The Big East is going to reach a point, if it hasn't already, where it is so bad that its status as a major conference is going to be questioned by the Commissioners and Presidents of the five other major conferences—SEC, ACC, Big 12, Pac-12, Big Ten—and they could take away the conference’s automatic BCS berth.
That will take away $13 million from the Big East every season, and the teams in the conference will no longer be able to compete with the power conferences.
With so many teams moving into the same conference, you have to factor in the watered-down schedule that teams will be playing in both football and basketball.
Syracuse and Pittsburgh are not exactly world beaters in football, which means that the top teams in the conference—specifically Virginia Tech and Florida State—will be given one more cheap victory every season.
The monopoly that the NCAA has created with these new superconferences is bad for all college sports, not just football and basketball.
The smaller schools who have the potential to grow into quality programs, like Boise State has done over the last decade, will find it more and more difficult to schedule games against elite schools because they will only have to play each other, and everyone else will be left in the dark.

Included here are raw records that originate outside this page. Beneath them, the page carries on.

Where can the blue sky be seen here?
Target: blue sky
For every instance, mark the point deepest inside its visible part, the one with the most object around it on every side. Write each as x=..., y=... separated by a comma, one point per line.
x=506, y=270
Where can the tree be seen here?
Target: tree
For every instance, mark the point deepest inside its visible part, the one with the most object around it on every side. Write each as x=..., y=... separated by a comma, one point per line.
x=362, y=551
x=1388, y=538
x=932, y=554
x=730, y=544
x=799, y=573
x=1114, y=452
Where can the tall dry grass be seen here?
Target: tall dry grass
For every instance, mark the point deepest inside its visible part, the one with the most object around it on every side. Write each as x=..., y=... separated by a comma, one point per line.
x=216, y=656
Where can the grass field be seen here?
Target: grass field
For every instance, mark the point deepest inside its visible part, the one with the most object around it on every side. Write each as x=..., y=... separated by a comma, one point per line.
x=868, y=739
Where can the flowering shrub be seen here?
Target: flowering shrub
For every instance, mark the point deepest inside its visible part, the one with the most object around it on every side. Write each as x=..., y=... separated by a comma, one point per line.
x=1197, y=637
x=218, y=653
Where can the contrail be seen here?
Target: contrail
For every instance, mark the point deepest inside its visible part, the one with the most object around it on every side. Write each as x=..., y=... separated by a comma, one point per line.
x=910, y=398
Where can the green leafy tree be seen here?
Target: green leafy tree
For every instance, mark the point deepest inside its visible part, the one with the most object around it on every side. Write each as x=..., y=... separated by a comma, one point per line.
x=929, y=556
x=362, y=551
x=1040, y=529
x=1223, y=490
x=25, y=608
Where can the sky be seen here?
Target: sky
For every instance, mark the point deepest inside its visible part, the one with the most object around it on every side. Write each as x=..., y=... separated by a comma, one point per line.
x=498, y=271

Of course, we shouldn't be surprised by anything that these power conferences do anymore.
Ever since Boise State emerged as a national power, and mid-major teams have been sneaking their way into the Final Four during March Madness, these schools have been trying to do whatever they can to get rid of the little guys.
If this conference realigning keeps going at the rate it is, it will not be long before we are down to four major superconferences—SEC, ACC, Big Ten and Pac-16—and all the other conferences will be left fishing for scraps.